Direct dm-thin storage driver

DemiMarie commented 3 years ago

The problem you're addressing (if any) In Qubes OS, snapshot creation is an incredibly latency-sensitive operations. Users waiting for VM startup is not uncommon, and VM startup requires three snapshots to be created.

Unfortunately, LVM is not optimized for snapshot creation speed. LVM is effectively stateless and must always revalidate the current state against the metadata. But we have absolutely no need for this. We do not need to synchronize with udev, and we know exactly what the state of the system should be at any given time. In short, LVM imposes a substantial amount of overhead. Each LVM command consumes somewhere between 0.2 and 1 second per invocation, and there are three invocations per VM start and stop.

Describe the solution you'd like

We can substantially reduce overhead by bypassing LVM and using the underlying device-mapper ioctls directly. This should save several tenths of a second per VM launch, and another several tenths of a second per VM shutdown.

Where is the value to a user, and who might that user be?

Users will benefit from improved start time.

Describe alternatives you've considered

We could try to submit patches to improve LVM startup time, but according to the aforementioned mailing list post, they probably will not be accepted upstream.

Additional context

We can still use LVM to manage the storage on which our thin pools reside.

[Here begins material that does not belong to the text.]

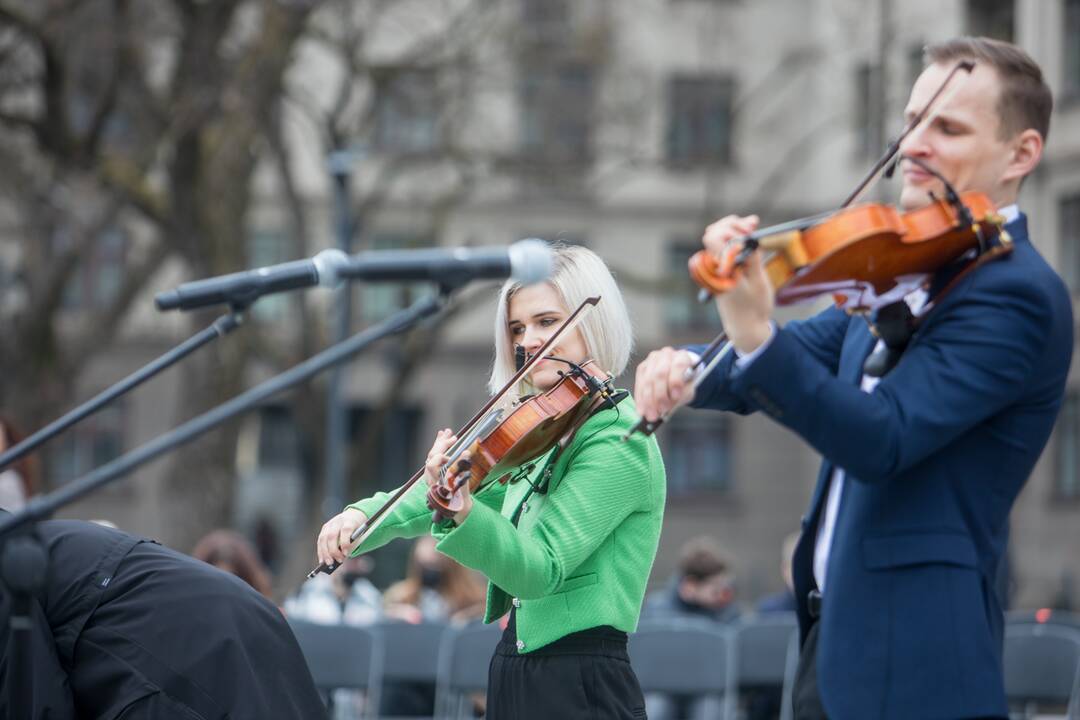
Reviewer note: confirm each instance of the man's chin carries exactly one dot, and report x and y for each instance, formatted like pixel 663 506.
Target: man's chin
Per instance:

LVM’s performance hit is much more manageable there, as it is not on the critical path for VM startup.

Relevant documentation you've consulted

Related, non-duplicate issues

https://lore.kernel.org/linux-lvm/a4708de8-93f9-e663-3184-099a8e40ac3c@redhat.com

DemiMarie commented 3 years ago

Further notes:

We can store the qube:volume → volume number mapping directly in qubes.xml if performance of this approach is acceptable. However, we should probably avoid doing so (see below).
Losing track of which volume is which is a catastrophic failure with obvious security consequences. No matter which approach we choose, we MUST ensure that this does not happen, no matter what.
We should avoid duplicating work being done by Stratis.

brendanhoar commented 3 years ago

Probably a non-starter but...one could approach this the same way that Microsoft approached this with Windows (partially booting up after shutdown and hibernating). Ok not exactly, but similar: use the shutdown or post-shutdown phase of the VM lifecycle to create the snapshots. One could argue it's an illusory performance enhancement but it does remove a user-facing latency...most of the time.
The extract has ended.